Close laptop. Try again tomorrow.

The next day I again started browsing through local school listings. I still wasn't feeling it.

Close laptop. Try again tomorrow.

By the end of spring break, I'd applied for zero jobs and hadn't so much as updated the address on my resume.

It wouldn't be so bad to stay in Connersville one more year. The forty minute commute was tolerable, I liked my partner teacher, and the idea of being the "new teacher" again was exhausting. Surely, I could manage another year.

Eight years later

I guess it would be fair to say I fell in love with this little town of Connersville. (I still can't call it a city.) I never ended up applying for any other jobs, and even once Stephen finished school and the opportunity to stay home full time was available, I didn't jump at it.

I love my job.

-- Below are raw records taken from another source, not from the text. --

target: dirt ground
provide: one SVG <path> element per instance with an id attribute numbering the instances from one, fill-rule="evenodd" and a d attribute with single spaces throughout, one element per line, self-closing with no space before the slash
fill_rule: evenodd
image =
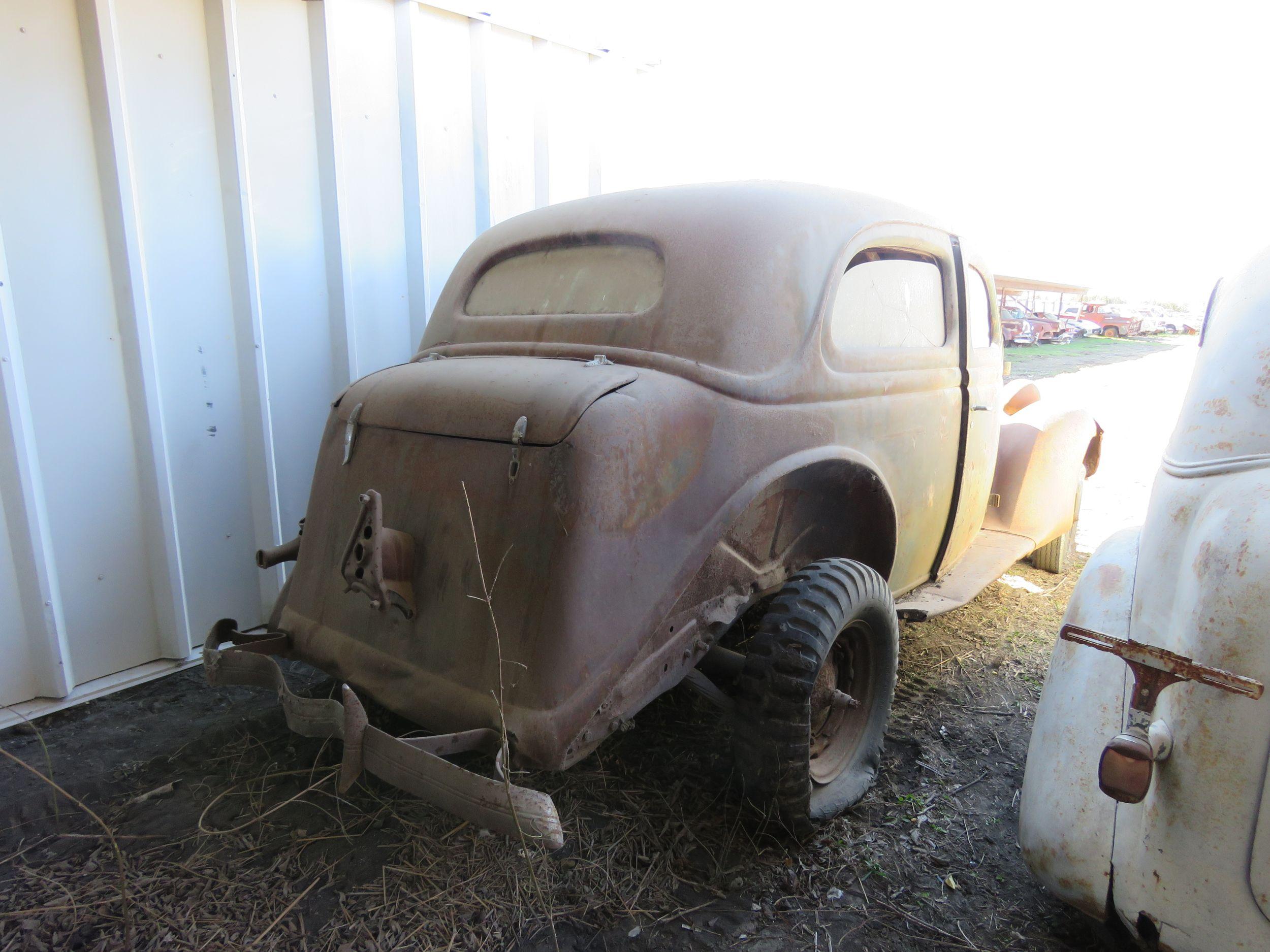
<path id="1" fill-rule="evenodd" d="M 0 949 L 126 947 L 107 828 L 145 949 L 547 949 L 550 923 L 560 948 L 1097 948 L 1015 839 L 1076 571 L 1013 572 L 1044 594 L 994 583 L 903 627 L 880 781 L 804 844 L 737 800 L 726 726 L 683 689 L 572 770 L 522 778 L 555 797 L 568 838 L 528 857 L 373 778 L 337 796 L 335 750 L 288 734 L 265 692 L 198 671 L 47 718 L 47 759 L 33 730 L 10 731 L 5 750 L 51 760 L 103 823 L 66 800 L 55 812 L 5 764 Z"/>
<path id="2" fill-rule="evenodd" d="M 1090 482 L 1082 520 L 1149 484 L 1172 416 L 1147 418 L 1181 399 L 1194 349 L 1152 353 L 1050 381 L 1096 397 L 1107 420 L 1110 475 Z M 1128 448 L 1113 452 L 1113 430 Z M 13 729 L 0 750 L 77 802 L 0 760 L 0 952 L 1116 948 L 1046 895 L 1016 840 L 1078 565 L 1010 574 L 1039 590 L 997 581 L 902 626 L 879 782 L 804 843 L 739 801 L 728 725 L 682 688 L 573 769 L 519 778 L 560 807 L 555 853 L 373 778 L 337 795 L 338 745 L 290 734 L 268 692 L 213 689 L 197 669 Z M 335 687 L 291 677 L 314 694 Z"/>

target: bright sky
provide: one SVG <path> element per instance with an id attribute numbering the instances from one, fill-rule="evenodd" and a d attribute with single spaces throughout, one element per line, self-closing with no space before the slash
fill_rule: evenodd
<path id="1" fill-rule="evenodd" d="M 606 190 L 871 192 L 937 216 L 999 273 L 1200 310 L 1270 242 L 1264 3 L 535 6 L 662 61 L 646 112 L 608 131 Z"/>

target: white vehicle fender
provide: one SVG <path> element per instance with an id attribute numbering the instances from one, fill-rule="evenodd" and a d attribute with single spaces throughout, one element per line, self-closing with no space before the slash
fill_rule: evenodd
<path id="1" fill-rule="evenodd" d="M 1064 625 L 1129 636 L 1139 529 L 1111 536 L 1090 557 Z M 1059 641 L 1027 748 L 1019 843 L 1059 899 L 1107 916 L 1115 801 L 1099 790 L 1099 758 L 1124 718 L 1126 666 L 1114 655 Z"/>

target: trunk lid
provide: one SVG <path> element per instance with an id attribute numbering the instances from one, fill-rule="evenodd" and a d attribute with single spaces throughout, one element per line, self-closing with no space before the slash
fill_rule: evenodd
<path id="1" fill-rule="evenodd" d="M 389 367 L 353 383 L 337 414 L 357 425 L 512 443 L 527 419 L 526 446 L 555 446 L 588 406 L 639 374 L 629 367 L 544 357 L 451 357 Z"/>

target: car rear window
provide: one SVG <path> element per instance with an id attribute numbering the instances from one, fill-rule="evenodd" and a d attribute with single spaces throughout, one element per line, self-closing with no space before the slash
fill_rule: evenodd
<path id="1" fill-rule="evenodd" d="M 640 314 L 662 297 L 665 263 L 635 244 L 549 248 L 504 258 L 467 294 L 474 317 Z"/>
<path id="2" fill-rule="evenodd" d="M 829 335 L 839 349 L 944 347 L 939 265 L 916 255 L 853 263 L 833 298 Z"/>

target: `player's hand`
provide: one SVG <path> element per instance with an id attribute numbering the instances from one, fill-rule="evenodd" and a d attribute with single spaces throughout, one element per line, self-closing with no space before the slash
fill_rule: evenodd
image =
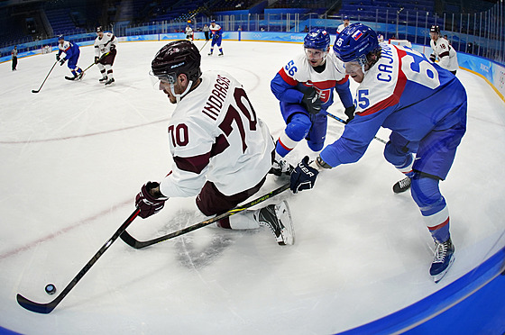
<path id="1" fill-rule="evenodd" d="M 293 193 L 314 187 L 319 171 L 308 165 L 308 156 L 303 158 L 291 173 L 289 188 Z"/>
<path id="2" fill-rule="evenodd" d="M 307 109 L 307 112 L 312 114 L 317 114 L 321 111 L 321 99 L 319 99 L 319 94 L 316 91 L 316 88 L 308 87 L 303 94 L 301 104 Z"/>
<path id="3" fill-rule="evenodd" d="M 160 212 L 168 199 L 162 195 L 155 196 L 152 192 L 154 188 L 158 188 L 157 192 L 161 195 L 160 183 L 147 182 L 142 186 L 141 192 L 135 197 L 135 205 L 141 210 L 139 216 L 142 219 Z"/>
<path id="4" fill-rule="evenodd" d="M 347 116 L 347 121 L 345 122 L 345 124 L 349 123 L 349 122 L 354 118 L 354 111 L 355 110 L 356 110 L 356 107 L 354 107 L 354 104 L 350 107 L 345 108 L 345 111 L 344 111 L 344 113 L 345 114 L 345 116 Z"/>

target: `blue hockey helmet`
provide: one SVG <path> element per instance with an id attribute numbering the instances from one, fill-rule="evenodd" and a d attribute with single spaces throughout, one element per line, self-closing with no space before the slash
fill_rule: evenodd
<path id="1" fill-rule="evenodd" d="M 326 50 L 330 46 L 330 34 L 324 29 L 312 29 L 303 40 L 305 49 Z"/>
<path id="2" fill-rule="evenodd" d="M 338 34 L 333 46 L 335 56 L 343 62 L 357 61 L 363 66 L 370 52 L 380 50 L 377 33 L 363 23 L 353 23 Z"/>

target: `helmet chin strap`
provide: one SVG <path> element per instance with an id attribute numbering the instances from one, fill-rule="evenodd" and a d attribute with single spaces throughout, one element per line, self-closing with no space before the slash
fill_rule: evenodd
<path id="1" fill-rule="evenodd" d="M 170 92 L 172 93 L 172 95 L 175 96 L 175 99 L 178 104 L 180 101 L 180 99 L 182 99 L 184 95 L 186 95 L 189 92 L 192 86 L 193 86 L 193 81 L 189 80 L 189 82 L 188 83 L 188 86 L 186 87 L 186 90 L 184 90 L 184 92 L 182 92 L 180 95 L 176 95 L 175 90 L 173 88 L 173 84 L 170 84 Z"/>

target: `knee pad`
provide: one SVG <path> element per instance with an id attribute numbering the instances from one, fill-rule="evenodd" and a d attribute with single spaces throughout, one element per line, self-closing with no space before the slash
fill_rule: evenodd
<path id="1" fill-rule="evenodd" d="M 412 154 L 405 152 L 402 148 L 394 145 L 390 140 L 384 148 L 384 158 L 397 168 L 408 166 L 412 161 Z"/>
<path id="2" fill-rule="evenodd" d="M 414 174 L 410 185 L 412 198 L 424 216 L 432 215 L 443 210 L 446 204 L 438 187 L 439 180 Z"/>
<path id="3" fill-rule="evenodd" d="M 307 137 L 312 122 L 310 118 L 300 113 L 293 114 L 288 125 L 286 126 L 286 134 L 289 139 L 299 142 Z"/>

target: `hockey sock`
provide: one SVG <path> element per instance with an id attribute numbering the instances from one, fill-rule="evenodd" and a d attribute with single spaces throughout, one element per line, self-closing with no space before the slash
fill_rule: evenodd
<path id="1" fill-rule="evenodd" d="M 438 180 L 419 177 L 412 178 L 412 197 L 423 215 L 425 223 L 435 240 L 444 243 L 449 239 L 449 209 L 440 194 Z"/>
<path id="2" fill-rule="evenodd" d="M 106 65 L 106 70 L 107 71 L 107 77 L 110 78 L 114 78 L 114 74 L 113 74 L 113 70 L 112 70 L 112 66 L 109 64 Z"/>

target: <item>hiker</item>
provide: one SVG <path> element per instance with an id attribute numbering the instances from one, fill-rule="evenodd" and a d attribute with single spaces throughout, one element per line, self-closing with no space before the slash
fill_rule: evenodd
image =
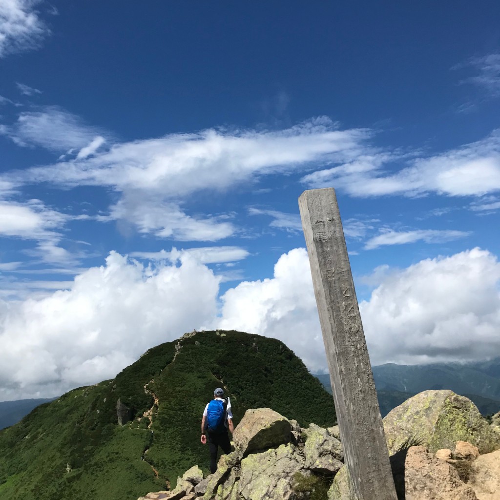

God made me to be a teacher, and there is great pleasure in doing what you're made to do. Personally and professionally I have been stretched, changed, and knocked upside the head as I've become part of a community so different than any I'd known before.   

How foolish and arrogant I was to think Connersville wasn't the place for me? 

And now I am sitting here, on my last Sunday night, dreading tomorrow. I just want the week to start so it can hurry up and be over - so all the lasts, all the good-byes, all the blubbering as I throw out old committee binders and science units can just be over.

But then it's over, like really over.

You can only imagine the tears I am unashamedly weeping right now. But these tears should not be mistaken for doubt. I am confident about this decision, and the Lord has affirmed it over and over in so many ways.

I'm just also really sad because I love my job, I love my people, and I'll miss it so much.

And now I have to eat lunch with toddlers. God help me.

P.S. Prepare yourself because in about four days, an incredible sappy (but very true) post about how teachers change lives will be coming your way.